Il est établi qu’à compter du mois d’août 2023, Mme [Z] a cessé de payer les échéances du prêt lequel a été résilié par la banque un mois après mise en demeure de payer, soit le 3 avril 2024.
Le Crédit logement justifie par les quittances subrogatives des 2 août 2023 et 15 juillet 2024, qu’il a, en sa qualité de caution, réglé au Crédit lyonnais la somme totale de 93 335,82 euros (10 503,31 + 82 832,51) due au titre du prêt immobilier résilié.
Suivant décompte du 25 juillet 2024, le Crédit logement établit sa créance à la somme totale de 93 987,39 euros décomposée comme suit:
– premier règlement quittancé du 2 août 2023 de 10 503,31 euros,
– second règlement quittancé du 15 juillet 2024 de 82 832,51 euros,
– intérêts à hauteur de 651,57 euros.
Toutefois, le Crédit logement ne justifie pas de dispositions contractuelles lui permettant d’appliquer des intérêts aux sommes versées au créancier originaire.
Dès lors, Mme [Z], dont il n’apparaît pas qu’elle ait contesté le montant réclamé par la caution après mise en demeure de payer, ne sera pas tenue au paiement de la somme de 651,57 euros au titre des intérêts.
Mme [Z] sera en conséquence condamnée à payer au Crédit logement la somme principale de 93 335,82 euros (93 987,39 – 651,57).
Les intérêts de retard sur le montant de la créance sont dus au taux légal à compter de la première réclamation valant mise en demeure conformément aux articles 1231-6 et 1346-4 du code civil, soit en l’espèce à compter de l’assignation du 4 septembre 2024, le décompte des sommes dues ne valant pas mise en demeure de payer.

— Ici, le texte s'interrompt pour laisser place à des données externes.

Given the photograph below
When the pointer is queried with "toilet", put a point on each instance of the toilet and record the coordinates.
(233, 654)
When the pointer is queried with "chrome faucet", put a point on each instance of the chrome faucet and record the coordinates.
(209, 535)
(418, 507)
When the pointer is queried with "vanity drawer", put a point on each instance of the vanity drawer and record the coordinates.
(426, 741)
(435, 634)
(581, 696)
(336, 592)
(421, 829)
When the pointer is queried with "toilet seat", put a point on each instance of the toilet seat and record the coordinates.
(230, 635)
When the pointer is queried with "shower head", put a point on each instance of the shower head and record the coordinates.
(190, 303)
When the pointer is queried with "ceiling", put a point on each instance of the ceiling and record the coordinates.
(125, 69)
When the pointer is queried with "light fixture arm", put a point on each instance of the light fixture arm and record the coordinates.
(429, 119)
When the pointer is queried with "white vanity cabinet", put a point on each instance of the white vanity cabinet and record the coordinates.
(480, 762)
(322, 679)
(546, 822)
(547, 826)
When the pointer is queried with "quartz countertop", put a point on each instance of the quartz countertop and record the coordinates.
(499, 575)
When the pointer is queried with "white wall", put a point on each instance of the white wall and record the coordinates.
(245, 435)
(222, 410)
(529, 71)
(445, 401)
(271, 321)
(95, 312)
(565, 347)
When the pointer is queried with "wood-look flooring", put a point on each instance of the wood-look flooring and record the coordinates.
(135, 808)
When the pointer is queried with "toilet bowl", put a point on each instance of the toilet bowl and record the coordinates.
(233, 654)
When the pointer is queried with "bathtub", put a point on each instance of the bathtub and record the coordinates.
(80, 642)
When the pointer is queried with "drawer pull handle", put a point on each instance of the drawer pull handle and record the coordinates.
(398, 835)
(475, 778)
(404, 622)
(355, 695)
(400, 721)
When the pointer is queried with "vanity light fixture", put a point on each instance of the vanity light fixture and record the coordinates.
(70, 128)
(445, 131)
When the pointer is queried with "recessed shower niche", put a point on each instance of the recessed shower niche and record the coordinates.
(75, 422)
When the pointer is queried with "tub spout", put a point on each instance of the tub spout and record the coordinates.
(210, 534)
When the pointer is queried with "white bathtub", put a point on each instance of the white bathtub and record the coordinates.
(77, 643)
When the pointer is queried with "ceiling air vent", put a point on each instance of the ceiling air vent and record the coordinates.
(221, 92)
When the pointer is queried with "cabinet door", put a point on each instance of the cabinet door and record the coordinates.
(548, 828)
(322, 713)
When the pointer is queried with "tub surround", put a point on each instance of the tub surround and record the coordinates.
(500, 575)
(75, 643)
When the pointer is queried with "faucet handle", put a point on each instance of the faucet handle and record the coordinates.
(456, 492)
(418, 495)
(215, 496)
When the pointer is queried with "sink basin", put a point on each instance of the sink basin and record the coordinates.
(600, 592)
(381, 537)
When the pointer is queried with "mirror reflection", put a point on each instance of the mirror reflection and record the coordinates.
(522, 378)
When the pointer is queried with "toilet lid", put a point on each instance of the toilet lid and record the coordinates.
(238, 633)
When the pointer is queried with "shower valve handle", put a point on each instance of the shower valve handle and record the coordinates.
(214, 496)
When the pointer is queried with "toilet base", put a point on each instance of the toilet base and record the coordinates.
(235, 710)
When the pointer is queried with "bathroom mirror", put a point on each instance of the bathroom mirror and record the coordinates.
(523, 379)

En vertu de l’article L312-23 ancien du code de la consommation (nouvel article L313-52), applicable au présent litige, qui limite les indemnités mises à la charge de l’emprunteur en cas de défaillance dans le remboursement du prêt et qui s’applique au recours personnel et subrogatoire exercé par la caution (civ.1ère 20 avril 2022 – pourvoi N°J 20-23.617), il n’y a pas lieu d’ordonner la capitalisation des intérêts. Le Crédit Logement sera donc débouté de sa demande de ce chef.
2. Sur les frais du procès
Mme [Z], qui succombe à l’instance, sera condamnée aux dépens en application de l’article 696 du code de procédure civile, avec droit de recouvrement au profit de la SCP RSD AVOCATS.
L’équité liée à la situation économique des parties justifie que le Crédit logement supporte la charge de ses frais irrépétibles. Sa demande au titre de l’article 700 du code de procédure civile sera rejetée.
Le tribunal,
CONDAMNE Mme [K] [Z] à payer à la société Crédit Logement en remboursement du prêt immobilier contracté auprès de la société Crédit Lyonnais la somme totale de 93 335,82 euros avec intérêts au taux légal à compter du 4 septembre 2024,
DEBOUTE la société Crédit logement de sa demande de capitalisation des intérêts,
CONDAMNE Mme [K] [Z] aux dépens de l’instance avec droit de recouvrement au profit de la SCP RSD AVOCATS,
DEBOUTE la société Crédit logement de sa demande au titre de l’article 700 du code de procédure civile,
RAPPELLE que l’exécution provisoire est de droit.
En foi de quoi, le présent jugement a été signé par la Présidente et le greffier.